İşletmelerin bir kısmının kurulurken, diğer bir kısmının ise ortaklar arası anlaşmazlık, yeniliklerin takip edilmemesi ve yeni pazarlara gidilmemesi nedeniyle kapanmak zorunda kaldığına dikkati çeken Ergün, işletme ömrünü uzatmanın kurallarını yerine getirilmesi gerektiğini dile getirdi.

Bir ülkenin ekonomisinde sanayi üretiminin çok önemli olduğunu ve üretim gücünün sanayiye dayanmasıyla inovasyonun mümkün olacağını ifade eden Bakan Ergün, şunları kaydetti:

''Sanayi üretimi dışında da ekonominizi besleyebilirsiniz ama tabi ki bu dış etkilere çok açık bir ekonomi olur. Sadece güneşi, kumu ve havayı satarak bir takım zenginlik meydana getirmeye çalışırsanız, burada büyük bir yanılgı ortaya çıkar. Bu yanılgının ortaya çıktığı ülkelerden biri de Yunanistan'dır. Orada sanayi üretimi bir kenara bırakılmış, başka kaynaklardan zenginlik aranmıştır.

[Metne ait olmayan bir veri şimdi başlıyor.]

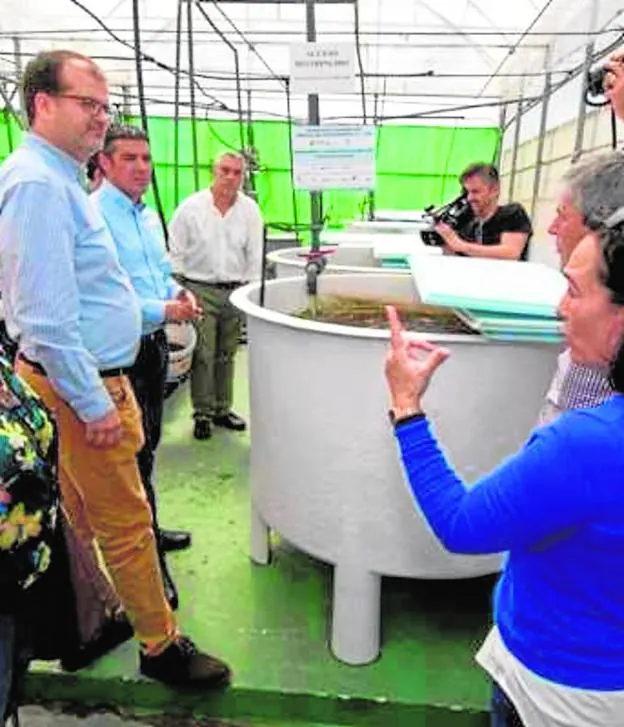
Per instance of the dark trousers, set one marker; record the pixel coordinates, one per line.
(148, 377)
(503, 713)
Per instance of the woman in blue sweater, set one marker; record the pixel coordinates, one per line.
(556, 650)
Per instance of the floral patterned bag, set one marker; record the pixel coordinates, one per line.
(29, 495)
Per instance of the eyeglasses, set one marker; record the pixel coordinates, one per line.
(90, 105)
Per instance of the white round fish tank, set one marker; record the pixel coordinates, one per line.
(325, 469)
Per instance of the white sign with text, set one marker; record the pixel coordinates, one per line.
(322, 68)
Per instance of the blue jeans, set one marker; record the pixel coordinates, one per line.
(503, 713)
(7, 640)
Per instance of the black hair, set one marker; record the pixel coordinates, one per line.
(612, 276)
(487, 172)
(43, 75)
(93, 165)
(117, 132)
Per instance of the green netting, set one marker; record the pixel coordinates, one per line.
(416, 165)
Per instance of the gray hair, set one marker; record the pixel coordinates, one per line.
(230, 155)
(596, 187)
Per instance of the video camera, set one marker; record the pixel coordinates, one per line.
(594, 86)
(454, 213)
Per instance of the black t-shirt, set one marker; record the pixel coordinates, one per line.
(507, 218)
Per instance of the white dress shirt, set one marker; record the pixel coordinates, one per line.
(209, 247)
(542, 703)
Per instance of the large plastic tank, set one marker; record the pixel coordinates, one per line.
(325, 471)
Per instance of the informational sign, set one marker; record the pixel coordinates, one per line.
(334, 157)
(317, 68)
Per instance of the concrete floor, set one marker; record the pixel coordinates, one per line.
(271, 623)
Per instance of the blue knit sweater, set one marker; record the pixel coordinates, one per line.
(558, 508)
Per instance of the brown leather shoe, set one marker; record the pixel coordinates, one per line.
(202, 428)
(230, 421)
(182, 665)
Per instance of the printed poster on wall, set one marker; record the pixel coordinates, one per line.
(334, 157)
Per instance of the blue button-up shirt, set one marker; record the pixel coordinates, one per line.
(141, 248)
(67, 299)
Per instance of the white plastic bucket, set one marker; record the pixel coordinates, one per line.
(182, 339)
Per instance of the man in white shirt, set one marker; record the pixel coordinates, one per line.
(216, 246)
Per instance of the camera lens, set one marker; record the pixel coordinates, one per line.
(595, 81)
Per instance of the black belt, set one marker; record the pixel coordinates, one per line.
(158, 335)
(106, 374)
(229, 285)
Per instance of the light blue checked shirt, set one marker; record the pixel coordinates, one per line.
(67, 299)
(141, 248)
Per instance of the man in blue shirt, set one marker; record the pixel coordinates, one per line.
(77, 320)
(127, 167)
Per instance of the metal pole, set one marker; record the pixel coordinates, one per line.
(239, 90)
(189, 30)
(7, 120)
(542, 133)
(314, 119)
(126, 104)
(138, 58)
(17, 50)
(582, 114)
(176, 111)
(239, 101)
(292, 160)
(499, 146)
(251, 149)
(514, 153)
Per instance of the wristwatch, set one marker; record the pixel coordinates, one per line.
(395, 421)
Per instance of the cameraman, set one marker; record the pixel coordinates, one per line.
(614, 83)
(493, 230)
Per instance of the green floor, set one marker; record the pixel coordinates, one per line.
(271, 623)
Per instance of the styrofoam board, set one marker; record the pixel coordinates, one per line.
(502, 286)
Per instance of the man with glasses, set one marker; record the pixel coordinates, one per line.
(493, 230)
(215, 246)
(77, 320)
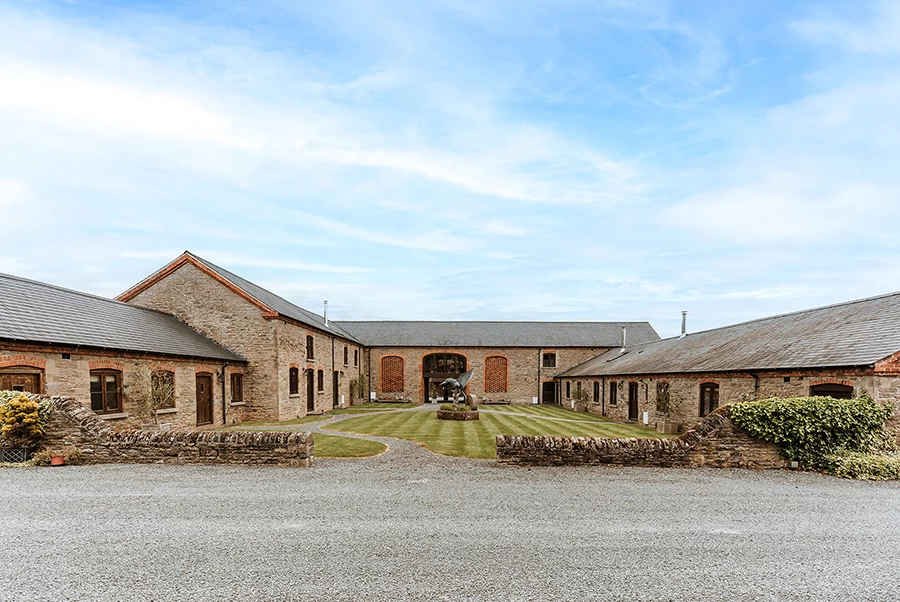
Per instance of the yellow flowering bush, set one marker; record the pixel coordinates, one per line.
(22, 422)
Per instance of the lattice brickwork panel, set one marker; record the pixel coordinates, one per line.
(392, 374)
(496, 375)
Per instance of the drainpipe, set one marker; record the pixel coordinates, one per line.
(224, 416)
(331, 376)
(603, 396)
(540, 382)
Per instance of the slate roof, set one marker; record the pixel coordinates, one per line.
(276, 303)
(33, 311)
(855, 333)
(497, 334)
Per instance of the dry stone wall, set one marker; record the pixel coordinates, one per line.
(714, 442)
(72, 425)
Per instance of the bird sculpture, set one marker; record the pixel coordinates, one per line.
(458, 387)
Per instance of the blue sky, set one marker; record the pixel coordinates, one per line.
(461, 159)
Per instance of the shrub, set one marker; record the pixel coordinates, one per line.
(810, 429)
(42, 457)
(22, 421)
(857, 465)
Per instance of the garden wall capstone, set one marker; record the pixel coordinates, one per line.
(73, 425)
(713, 442)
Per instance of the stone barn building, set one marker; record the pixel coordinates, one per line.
(230, 350)
(839, 350)
(112, 355)
(300, 363)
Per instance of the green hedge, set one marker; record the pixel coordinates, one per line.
(873, 466)
(845, 437)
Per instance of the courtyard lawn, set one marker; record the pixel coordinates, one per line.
(371, 407)
(335, 446)
(544, 412)
(475, 439)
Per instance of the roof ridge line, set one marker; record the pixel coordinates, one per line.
(84, 294)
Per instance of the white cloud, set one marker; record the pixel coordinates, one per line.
(879, 34)
(91, 103)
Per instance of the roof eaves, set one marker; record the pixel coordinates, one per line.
(200, 264)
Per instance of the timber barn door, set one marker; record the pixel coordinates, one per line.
(204, 399)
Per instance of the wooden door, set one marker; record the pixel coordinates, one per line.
(334, 387)
(204, 399)
(632, 401)
(29, 383)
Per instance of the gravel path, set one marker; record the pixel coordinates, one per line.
(425, 527)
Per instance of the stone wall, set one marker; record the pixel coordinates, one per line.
(72, 425)
(67, 371)
(328, 357)
(214, 310)
(526, 373)
(271, 345)
(714, 442)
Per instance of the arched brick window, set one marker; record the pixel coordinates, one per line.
(496, 374)
(294, 380)
(392, 374)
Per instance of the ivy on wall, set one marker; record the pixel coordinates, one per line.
(845, 437)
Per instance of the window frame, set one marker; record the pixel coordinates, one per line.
(402, 372)
(708, 386)
(104, 390)
(170, 374)
(294, 380)
(238, 378)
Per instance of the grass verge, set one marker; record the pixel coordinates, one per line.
(335, 446)
(475, 439)
(371, 407)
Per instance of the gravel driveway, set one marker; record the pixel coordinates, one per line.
(424, 527)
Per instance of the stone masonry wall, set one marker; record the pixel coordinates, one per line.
(71, 377)
(328, 357)
(684, 390)
(714, 442)
(219, 313)
(524, 364)
(72, 425)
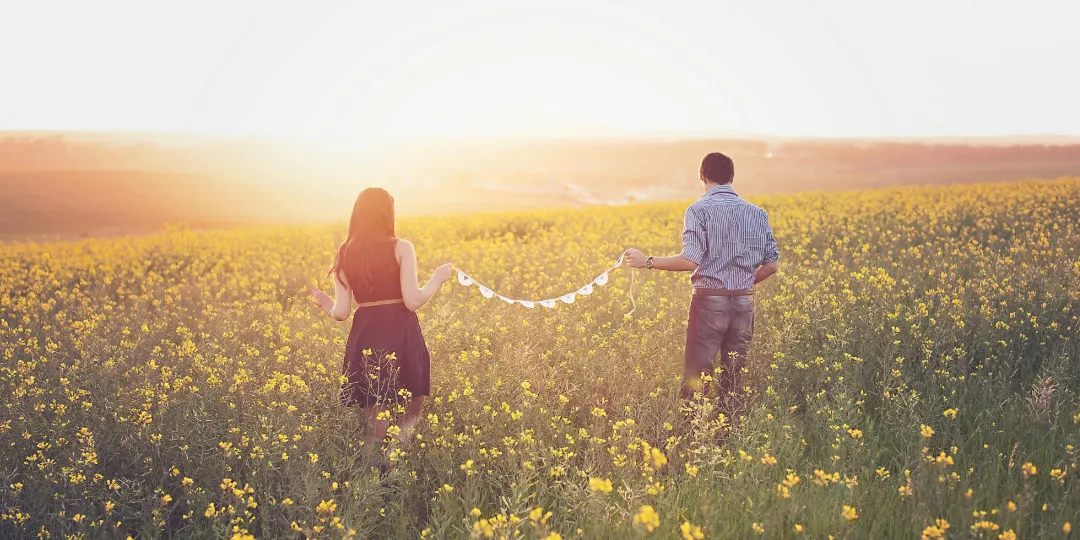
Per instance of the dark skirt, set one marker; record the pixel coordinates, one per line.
(386, 360)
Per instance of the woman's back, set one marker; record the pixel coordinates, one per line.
(373, 271)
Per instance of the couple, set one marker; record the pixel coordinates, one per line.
(727, 243)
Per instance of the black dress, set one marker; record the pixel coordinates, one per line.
(386, 359)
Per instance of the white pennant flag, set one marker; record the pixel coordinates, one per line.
(601, 280)
(464, 280)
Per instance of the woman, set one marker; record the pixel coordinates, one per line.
(386, 359)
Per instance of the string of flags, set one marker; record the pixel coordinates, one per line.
(570, 297)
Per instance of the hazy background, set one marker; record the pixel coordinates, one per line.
(120, 116)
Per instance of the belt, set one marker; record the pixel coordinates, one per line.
(724, 292)
(380, 302)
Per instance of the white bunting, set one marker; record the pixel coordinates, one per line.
(585, 289)
(464, 280)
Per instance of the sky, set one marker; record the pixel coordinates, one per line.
(387, 70)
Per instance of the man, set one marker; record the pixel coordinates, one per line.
(728, 245)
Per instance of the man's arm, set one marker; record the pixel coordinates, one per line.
(771, 262)
(675, 264)
(765, 271)
(693, 248)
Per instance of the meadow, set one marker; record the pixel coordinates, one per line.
(914, 374)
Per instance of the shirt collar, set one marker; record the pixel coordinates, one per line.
(721, 189)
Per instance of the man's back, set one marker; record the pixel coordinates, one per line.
(728, 238)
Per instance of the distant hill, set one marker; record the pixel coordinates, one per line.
(108, 184)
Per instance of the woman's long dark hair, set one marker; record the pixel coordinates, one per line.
(373, 220)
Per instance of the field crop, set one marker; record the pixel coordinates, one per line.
(914, 374)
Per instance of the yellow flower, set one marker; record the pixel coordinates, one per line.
(691, 531)
(849, 513)
(327, 507)
(647, 517)
(599, 485)
(1028, 470)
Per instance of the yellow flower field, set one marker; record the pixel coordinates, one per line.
(915, 374)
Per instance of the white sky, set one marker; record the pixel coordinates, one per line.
(378, 69)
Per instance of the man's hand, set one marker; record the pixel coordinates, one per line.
(635, 258)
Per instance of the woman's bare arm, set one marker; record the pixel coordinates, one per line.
(414, 295)
(340, 306)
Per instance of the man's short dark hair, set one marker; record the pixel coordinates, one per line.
(717, 169)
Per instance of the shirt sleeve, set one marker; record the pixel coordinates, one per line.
(771, 254)
(693, 237)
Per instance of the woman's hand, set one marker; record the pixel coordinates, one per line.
(322, 300)
(442, 273)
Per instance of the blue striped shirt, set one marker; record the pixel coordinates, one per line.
(728, 238)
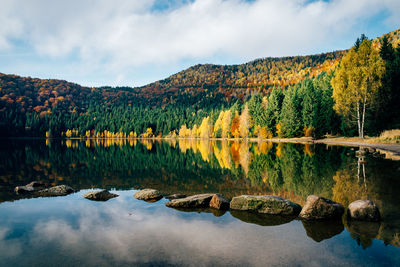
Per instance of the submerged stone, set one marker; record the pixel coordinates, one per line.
(318, 208)
(59, 190)
(265, 204)
(175, 196)
(219, 202)
(196, 201)
(101, 195)
(29, 188)
(148, 194)
(23, 189)
(363, 210)
(261, 218)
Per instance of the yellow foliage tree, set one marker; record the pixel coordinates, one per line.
(356, 82)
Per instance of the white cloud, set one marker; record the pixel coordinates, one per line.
(115, 35)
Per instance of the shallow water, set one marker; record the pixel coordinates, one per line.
(71, 230)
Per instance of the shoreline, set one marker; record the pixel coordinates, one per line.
(389, 149)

Bu bir yere kadar, bir yerden sonra iflas.''

Bakan Ergün, Türkiye'nin sanayileşen bir ülke olduğunu ve sanayi üretimine büyük önem verdiğini belirterek, sıradan bir sanayi üretimi yerine Türkiye'nin yüksek teknolojili sanayi üretimi yapmasının zorunlu olduğunu söyledi.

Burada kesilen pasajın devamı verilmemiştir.